I'm building my first Docker multi-staged project (to reduce size of the image) following this tutorial: https://pythonspeed.com/articles/multi-stage-docker-python/.
My dockerfile is pretty simple:
RUN apt-get update
RUN apt-get -y --no-install-recommends install \
python3 python3-pip python3-venv
RUN python3 -m venv /opt/fwr
ENV PATH="/opt/fwr/bin:$PATH"
COPY requirements.txt .
RUN pip install -r requirements.txt
FROM python:3-alpine3.18 AS build-image
WORKDIR /opt/fwr
COPY --from=compile-image /opt/fwr /opt/fwr
COPY *.py ./
ENV PATH="/opt/fwr/bin:$PATH"
CMD ["-u", "main.py"]
ENTRYPOINT ["python"]
All stages are going well, but once I try tu ryn container I got:
Traceback (most recent call last):
File "/opt/fwr/main.py", line 2, in <module>
import pandas as pd
ModuleNotFoundError: No module named 'pandas'
The question is: What did I do wrong? Thanks!
It looks like you're using a different base image for compiling than you are in the final image. Your Dockerfile as shown isn't valid -- it's missing the initial FROM
line -- but it looks like you're probably using an Ubuntu variant.
Ubuntu -- and most other Linux distributions -- are built around the glibc C library.
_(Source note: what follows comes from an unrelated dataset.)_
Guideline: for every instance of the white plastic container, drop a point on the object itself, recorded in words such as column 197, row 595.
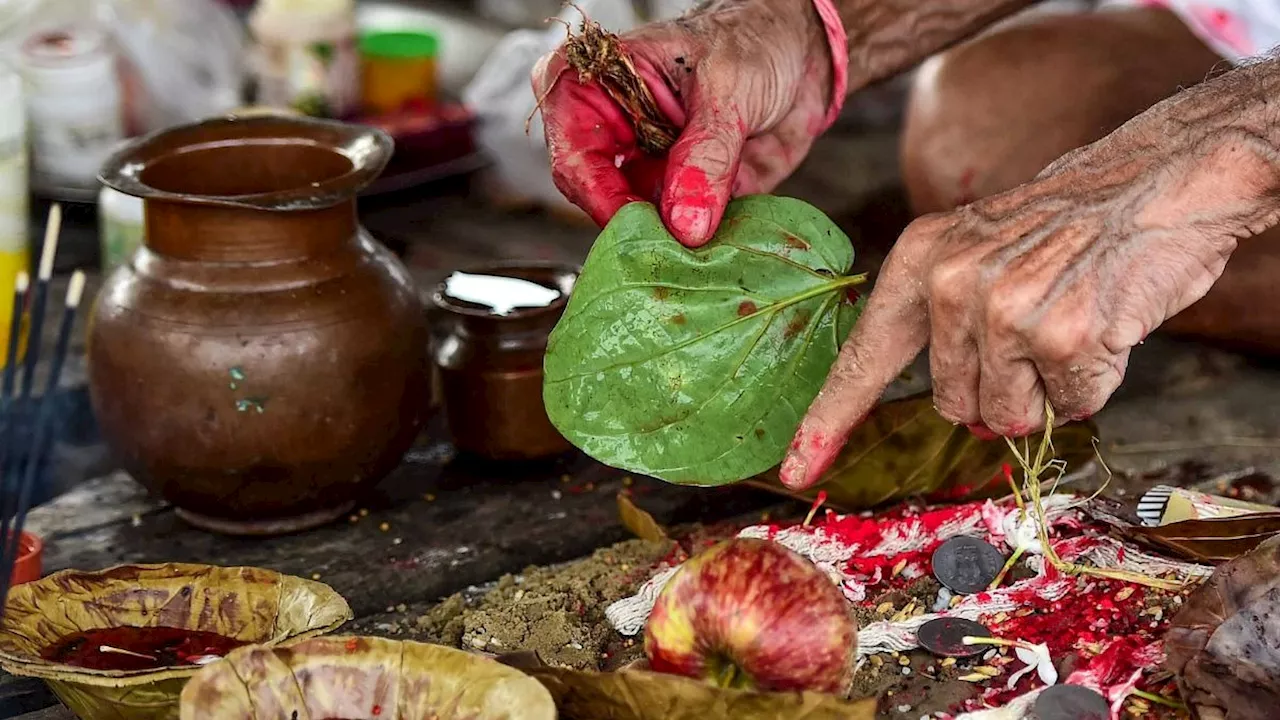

Alpine, in order to reduce the size of the distribution, uses musl libc. When you build something under Ubuntu, it is very common for it to fail to run under Alpine because the two environments use different dynamic loaders.
If you use the same base image for compiling things that you use in your final image, you'll find that things build and run as expected:
FROM python:3-alpine3.18 AS compile-image
RUN apk add alpine-sdk gfortran
RUN python3 -m venv /opt/fwr
ENV PATH="/opt/fwr/bin:$PATH"
COPY requirements.txt .
RUN pip install -r requirements.txt
FROM python:3-alpine3.18 AS build-image
WORKDIR /opt/fwr
COPY --from=compile-image /opt/fwr /opt/fwr
COPY *.py ./
ENV PATH="/opt/fwr/bin:$PATH"
CMD ["-u", "main.py"]
ENTRYPOINT ["python"]
NB: Pandas doesn't provide binary wheels for Alpine, so everything needs to be built from source. That can take a long time. Because optimizing for size is often a wasted effort, you can substantially improve your build time if you just use the standard Python image instead:
FROM python:3
RUN python3 -m venv /opt/fwr
WORKDIR /opt/fwr
ENV PATH="/opt/fwr/bin:$PATH"
COPY requirements.txt .
RUN pip install -r requirements.txt
COPY *.py ./
ENV PATH="/opt/fwr/bin:$PATH"
CMD ["-u", "main.py"]
ENTRYPOINT ["python"]
Since we're not actually compiling anything here, we can use a single stage image. Total build time is maybe a minute (probably faster if that alpine build wasn't still running in other terminal).
Update
The alpine build finally finished; the final image sizes are:
pytest-alpine 341 MB
pytest-debian 1.15 GB
You might think, "wow, the Debian-based image is so much bigger!", but in practice, because you will often have many images built from the same base, the real size impact is minimal.